You see …. your cat is suffering from what we vets haven’t found a word for. His condition is typified by total physical inertia, absence of interest in its ambiance – what we Vets call environment – failure to respond to the conventional external stimuli – a ball of string, a nice juicy mouse, a bird. To be blunt, your cat is in a rut. It’s the old stockbroker syndrome, the suburban fin de siecle ennui, angst, weltschmertz, call it what you will.

The rest of the episode contains shorter sketches linked by a series of vox-pops.  The Cleese/Palin sketch with Palin as the world’s most inept smuggler and Cleese as the customs officer is probably the best of the bunch, although as it features a punch-line it feels a little out of place as a Python sketch.  Possibly, like some of the other early sketches, it predated the series?
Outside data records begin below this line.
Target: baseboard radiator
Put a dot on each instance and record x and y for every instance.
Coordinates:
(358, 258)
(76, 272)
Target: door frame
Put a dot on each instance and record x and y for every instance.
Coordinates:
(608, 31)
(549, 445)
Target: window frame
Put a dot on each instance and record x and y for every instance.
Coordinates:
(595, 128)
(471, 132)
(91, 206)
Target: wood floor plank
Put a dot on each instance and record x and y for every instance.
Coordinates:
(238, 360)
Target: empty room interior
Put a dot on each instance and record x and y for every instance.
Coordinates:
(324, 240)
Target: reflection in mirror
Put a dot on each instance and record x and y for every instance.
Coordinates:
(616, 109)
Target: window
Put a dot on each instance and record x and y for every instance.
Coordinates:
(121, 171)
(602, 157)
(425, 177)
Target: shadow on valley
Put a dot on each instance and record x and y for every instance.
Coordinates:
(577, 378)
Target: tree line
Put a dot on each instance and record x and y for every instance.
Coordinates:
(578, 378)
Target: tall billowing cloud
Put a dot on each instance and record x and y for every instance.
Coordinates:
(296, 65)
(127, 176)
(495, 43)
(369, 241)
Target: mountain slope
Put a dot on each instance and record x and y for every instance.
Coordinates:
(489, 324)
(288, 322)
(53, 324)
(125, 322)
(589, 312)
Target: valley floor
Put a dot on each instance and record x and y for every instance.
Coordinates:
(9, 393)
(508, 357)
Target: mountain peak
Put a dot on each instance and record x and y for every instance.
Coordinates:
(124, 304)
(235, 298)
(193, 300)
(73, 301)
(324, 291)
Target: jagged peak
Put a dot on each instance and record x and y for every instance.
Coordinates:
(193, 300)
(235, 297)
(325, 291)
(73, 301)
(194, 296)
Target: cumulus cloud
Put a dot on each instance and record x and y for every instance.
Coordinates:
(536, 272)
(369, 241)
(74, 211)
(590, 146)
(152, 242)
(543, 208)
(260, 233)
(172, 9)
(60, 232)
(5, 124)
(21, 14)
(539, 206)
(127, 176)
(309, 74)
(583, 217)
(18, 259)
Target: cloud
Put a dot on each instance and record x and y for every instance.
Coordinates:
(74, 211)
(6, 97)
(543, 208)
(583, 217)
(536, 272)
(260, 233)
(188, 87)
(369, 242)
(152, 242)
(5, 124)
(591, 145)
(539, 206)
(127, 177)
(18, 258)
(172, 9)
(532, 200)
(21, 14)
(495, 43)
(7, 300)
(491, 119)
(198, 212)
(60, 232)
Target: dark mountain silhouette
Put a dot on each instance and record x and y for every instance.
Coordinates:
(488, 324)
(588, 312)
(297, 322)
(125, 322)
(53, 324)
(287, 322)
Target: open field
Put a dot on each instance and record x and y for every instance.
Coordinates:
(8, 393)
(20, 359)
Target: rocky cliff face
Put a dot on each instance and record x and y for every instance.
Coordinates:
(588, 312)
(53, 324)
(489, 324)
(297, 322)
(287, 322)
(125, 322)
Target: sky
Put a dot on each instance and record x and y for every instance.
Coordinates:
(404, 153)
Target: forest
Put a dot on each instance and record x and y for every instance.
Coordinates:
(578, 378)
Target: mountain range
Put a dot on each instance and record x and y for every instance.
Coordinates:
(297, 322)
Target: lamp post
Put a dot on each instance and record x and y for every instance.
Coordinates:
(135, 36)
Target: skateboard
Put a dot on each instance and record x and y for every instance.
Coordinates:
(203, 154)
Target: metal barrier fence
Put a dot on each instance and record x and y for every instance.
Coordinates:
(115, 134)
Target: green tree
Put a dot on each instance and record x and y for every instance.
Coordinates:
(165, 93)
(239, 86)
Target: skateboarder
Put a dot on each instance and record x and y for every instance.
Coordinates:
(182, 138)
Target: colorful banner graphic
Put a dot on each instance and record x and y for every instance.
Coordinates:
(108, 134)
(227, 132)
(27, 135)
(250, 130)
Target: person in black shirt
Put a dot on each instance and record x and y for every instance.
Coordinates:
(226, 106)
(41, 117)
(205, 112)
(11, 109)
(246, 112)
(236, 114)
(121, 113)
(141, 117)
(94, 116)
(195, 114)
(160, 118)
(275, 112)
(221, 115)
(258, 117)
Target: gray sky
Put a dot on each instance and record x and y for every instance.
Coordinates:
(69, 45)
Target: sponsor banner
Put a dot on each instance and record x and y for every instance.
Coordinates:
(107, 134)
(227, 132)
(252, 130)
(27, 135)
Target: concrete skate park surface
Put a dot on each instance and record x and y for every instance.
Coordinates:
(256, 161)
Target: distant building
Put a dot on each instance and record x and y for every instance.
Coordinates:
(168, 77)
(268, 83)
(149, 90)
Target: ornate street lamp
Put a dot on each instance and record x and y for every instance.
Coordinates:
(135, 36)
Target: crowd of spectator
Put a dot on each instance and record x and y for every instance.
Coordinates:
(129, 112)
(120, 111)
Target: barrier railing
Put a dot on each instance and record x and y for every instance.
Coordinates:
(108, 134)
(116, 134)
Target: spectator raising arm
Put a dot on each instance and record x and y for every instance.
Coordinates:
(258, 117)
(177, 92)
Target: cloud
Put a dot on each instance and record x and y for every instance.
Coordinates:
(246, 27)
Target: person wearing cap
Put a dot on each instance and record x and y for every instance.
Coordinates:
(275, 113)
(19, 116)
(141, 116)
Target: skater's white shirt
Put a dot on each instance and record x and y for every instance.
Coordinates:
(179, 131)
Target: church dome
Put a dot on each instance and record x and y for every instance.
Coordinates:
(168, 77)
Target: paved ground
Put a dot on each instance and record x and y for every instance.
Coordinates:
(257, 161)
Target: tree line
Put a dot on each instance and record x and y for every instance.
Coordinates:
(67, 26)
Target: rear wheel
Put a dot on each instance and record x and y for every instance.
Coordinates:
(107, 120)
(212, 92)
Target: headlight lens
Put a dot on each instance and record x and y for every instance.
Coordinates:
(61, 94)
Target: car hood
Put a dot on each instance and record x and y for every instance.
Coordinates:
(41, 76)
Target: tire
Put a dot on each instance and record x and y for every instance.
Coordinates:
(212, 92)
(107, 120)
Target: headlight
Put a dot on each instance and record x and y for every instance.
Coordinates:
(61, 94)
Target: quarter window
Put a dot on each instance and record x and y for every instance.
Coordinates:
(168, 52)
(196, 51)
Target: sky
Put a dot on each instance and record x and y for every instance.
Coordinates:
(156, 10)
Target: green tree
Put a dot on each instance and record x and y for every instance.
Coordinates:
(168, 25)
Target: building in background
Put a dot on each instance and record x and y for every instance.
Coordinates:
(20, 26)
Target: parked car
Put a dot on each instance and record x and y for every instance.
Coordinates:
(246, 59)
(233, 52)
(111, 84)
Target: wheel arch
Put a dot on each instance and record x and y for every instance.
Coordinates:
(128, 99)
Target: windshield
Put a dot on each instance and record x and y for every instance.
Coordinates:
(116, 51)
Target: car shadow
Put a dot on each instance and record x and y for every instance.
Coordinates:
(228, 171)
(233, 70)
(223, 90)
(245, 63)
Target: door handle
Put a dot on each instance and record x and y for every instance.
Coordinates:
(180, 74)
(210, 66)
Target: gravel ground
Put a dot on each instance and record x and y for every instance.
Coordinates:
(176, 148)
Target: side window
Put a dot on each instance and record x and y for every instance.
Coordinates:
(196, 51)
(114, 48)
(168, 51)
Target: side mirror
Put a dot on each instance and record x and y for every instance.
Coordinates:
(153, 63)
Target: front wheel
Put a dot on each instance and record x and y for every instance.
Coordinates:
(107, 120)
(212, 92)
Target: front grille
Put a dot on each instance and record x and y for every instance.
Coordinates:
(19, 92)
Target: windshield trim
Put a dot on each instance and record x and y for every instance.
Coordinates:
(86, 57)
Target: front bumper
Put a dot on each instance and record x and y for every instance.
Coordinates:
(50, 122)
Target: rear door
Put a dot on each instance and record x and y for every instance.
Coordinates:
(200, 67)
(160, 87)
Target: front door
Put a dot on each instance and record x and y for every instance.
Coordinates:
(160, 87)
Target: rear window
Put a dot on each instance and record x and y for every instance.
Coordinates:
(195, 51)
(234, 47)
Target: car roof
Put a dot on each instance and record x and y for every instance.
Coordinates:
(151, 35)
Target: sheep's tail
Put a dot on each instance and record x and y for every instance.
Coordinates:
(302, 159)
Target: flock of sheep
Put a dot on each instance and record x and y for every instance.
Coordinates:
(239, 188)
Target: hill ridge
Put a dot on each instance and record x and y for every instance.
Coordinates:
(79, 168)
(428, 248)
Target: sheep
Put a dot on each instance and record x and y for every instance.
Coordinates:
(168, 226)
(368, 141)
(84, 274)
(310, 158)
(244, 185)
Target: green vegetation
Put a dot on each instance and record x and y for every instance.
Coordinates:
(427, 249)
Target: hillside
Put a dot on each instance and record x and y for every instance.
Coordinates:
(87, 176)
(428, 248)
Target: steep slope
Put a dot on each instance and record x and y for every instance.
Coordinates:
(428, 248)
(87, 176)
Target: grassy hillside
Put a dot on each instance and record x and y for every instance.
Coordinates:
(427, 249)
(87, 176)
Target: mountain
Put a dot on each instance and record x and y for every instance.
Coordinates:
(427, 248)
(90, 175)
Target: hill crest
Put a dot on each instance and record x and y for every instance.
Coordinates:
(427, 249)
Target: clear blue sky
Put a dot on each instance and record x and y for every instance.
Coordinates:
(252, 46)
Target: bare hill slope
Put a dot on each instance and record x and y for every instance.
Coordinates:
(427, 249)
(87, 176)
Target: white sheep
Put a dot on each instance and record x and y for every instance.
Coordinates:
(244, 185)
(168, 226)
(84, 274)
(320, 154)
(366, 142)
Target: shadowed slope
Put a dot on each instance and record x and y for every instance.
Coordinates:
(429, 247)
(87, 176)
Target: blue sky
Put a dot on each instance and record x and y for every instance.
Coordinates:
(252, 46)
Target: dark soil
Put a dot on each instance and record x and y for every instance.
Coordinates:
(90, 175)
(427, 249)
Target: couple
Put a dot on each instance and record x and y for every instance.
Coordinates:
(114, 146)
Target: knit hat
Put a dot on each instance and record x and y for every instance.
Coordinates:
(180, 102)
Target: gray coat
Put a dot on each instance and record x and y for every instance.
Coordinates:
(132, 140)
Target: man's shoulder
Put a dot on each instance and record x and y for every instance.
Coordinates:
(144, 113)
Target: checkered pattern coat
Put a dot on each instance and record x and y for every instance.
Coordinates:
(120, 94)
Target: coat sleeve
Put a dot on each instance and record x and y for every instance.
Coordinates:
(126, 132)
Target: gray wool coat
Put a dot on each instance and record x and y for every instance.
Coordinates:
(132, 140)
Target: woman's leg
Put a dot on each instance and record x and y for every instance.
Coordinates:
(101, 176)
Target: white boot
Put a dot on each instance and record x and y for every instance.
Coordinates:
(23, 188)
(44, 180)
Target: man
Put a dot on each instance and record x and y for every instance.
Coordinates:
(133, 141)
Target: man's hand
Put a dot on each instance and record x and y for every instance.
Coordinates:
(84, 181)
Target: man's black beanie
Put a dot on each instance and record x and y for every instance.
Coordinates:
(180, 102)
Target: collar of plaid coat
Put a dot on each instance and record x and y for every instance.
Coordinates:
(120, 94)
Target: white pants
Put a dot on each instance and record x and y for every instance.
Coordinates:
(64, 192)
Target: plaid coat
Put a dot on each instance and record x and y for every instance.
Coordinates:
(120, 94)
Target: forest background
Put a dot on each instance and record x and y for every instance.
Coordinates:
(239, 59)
After this, Terry Jones attempts to chair a discussion on the points raised with a duck, a cat and a lizard.  Since all are stuffed, this doesn’t generate a great deal of debate.  Luckily though, there are plenty of men in the street who are able to offer an opinion, such as this stockbroker (played by John Cleese).

Well I think they should attack the lower classes, first with bombs and rockets, destroying their homes and then when they run helpless into the streets, mowing them down with machine guns. Ad then of course releasing the vultures. I know these views aren’t popular, but I have never courted popularity.

A Cleese/Chapman sketch featuring Cleese as a bizarre interviewer and Chapman as a bewildered interviewee doesn’t really go anywhere – there would be better examples of the domineering Cleese to come in future episodes.

Like a lot of Man’s crisis etc, the Encyclopedia Salesman sketch is a throwaway, but I’ve always rather liked it.